Die Prävalenz des Delirs in der DM-ohne-Metformin-Gruppe war mit 36,0% signifikant höher als in der DM-mit-Metformin-Gruppe (29,2%) (p = 0,048). Die frühere Einnahme von Metformin reduzierte das Risiko eines Delirs bei Patienten mit Diabetes mellitus (OR 0,50; 95%-Konfidenzintervall [KI]: 0,32 bis 0,79; nach der Kontrolle von beeinflussenden Faktoren).
Die Dreijahres-Mortalität war in der DM-ohne-Metformin-Gruppe (Überlebensrate 0,595 [95%-KI: 0,512 bis 0,669]) höher als in der DM-mit-Metformin-Gruppe (Überlebensrate 0,695; 95%-KI: 0,604 bis 0,770) (p = 0,035). Die frühere Einnahme von Metformin verringerte das Risiko, innerhalb von drei Jahren zu versterben (HR 0,69; 95%-KI: 0,48 bis 0,98; nach der Bereinigung um beeinflussende Faktoren).
Fazit
Anhand der hier vorgestellten Analysen fanden Wissenschaftler eine höhere Prävalenz von Delir und eine erhöhte Dreijahres-Mortalität bei Patienten mit Diabetes mellitus, die laut Anamnese kein Metformin eingenommen hatten, als bei Patienten ohne DM. Die Einnahme von Metformin kann das Risiko von Delir und Mortalität bei älteren Patienten senken, resümierten die Wissenschaftler.
Die Autoren benannten eine Reihe an Einschränkungen der Studie, unter anderem: Patienten, denen Metformin verschrieben wurde, könnten dies nicht eingenommen haben, und andererseits könnten Patienten, denen außerhalb des Krankenhausnetzwerks Metformin verschrieben wurde, fälschlicherweise als Metformin-negativ eingestuft worden sein. Die Metformindosis und die Dauer der Einnahme wurden ebenso nicht berücksichtigt.
Es wurden außer Insulin keine anderen antidiabetischen Medikamente in den Untersuchungen berücksichtigt, da wiederholt berichtet wurde, dass andere antidiabetische Medikamente im Vergleich zu Metformin keinen Nutzen für die Mortalität zeigten. Bewertungen für Demenz und Delir wurden nur zum Zeitpunkt der Rekrutierung und nicht während der dreijährigen Nachbeobachtungszeit durchgeführt. Weiterhin basierte die Bewertung des Delirs nicht auf dem psychiatrischen Goldstandard, den im DSM-5 (Diagnostic and Statistical Manual of Mental Disorders, fünfte Auflage) festgelegten Kriterien.

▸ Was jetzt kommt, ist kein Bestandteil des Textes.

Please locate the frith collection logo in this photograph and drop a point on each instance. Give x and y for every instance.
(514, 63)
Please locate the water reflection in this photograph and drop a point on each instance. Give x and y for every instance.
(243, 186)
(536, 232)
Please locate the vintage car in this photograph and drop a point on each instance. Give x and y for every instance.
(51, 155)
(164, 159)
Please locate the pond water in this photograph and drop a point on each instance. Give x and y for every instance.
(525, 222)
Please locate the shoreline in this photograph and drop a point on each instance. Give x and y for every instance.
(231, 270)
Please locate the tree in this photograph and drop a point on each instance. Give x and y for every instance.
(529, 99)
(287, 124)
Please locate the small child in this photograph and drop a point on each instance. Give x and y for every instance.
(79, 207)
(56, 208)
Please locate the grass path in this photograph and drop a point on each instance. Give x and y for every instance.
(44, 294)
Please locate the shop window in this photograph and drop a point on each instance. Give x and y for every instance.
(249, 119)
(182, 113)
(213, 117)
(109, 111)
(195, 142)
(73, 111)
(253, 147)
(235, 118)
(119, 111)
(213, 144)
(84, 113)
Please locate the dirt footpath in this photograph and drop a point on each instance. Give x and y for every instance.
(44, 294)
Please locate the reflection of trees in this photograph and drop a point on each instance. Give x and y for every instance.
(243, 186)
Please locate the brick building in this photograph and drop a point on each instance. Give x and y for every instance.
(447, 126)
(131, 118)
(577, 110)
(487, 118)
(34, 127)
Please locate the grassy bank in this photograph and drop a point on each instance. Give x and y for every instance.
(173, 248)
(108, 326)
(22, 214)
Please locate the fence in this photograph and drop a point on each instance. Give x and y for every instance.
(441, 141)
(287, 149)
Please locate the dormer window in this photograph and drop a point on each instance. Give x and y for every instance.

Der in diesem Bericht beobachtete Zusammenhang zwischen DM und Delir selbst war nicht neu, erklärten die Autoren. Jedoch wurde in dieser Studie zum ersten Mal eine potenzielle präventive Rolle von Metformin im Zusammenhang mit Delir gezeigt, ordneten die Wissenschaftler ihre Daten ein. Ob Patienten mit einem Risiko für ein Delir, zum Beispiel durch eine größere bevorstehende Operation, Metformin auch nur für kurze Zeit präoperativ und postoperativ einnehmen sollten, sollte durch zukünftige klinische Studien beantwortet werden, um möglicherweise die Patientenversorgung zu verbessern, meinten die Autoren. Insbesondere sollten auch die langfristigen Auswirkungen von Metformin auf Delir und Demenz in prospektiven klinischen Studien bewertet werden.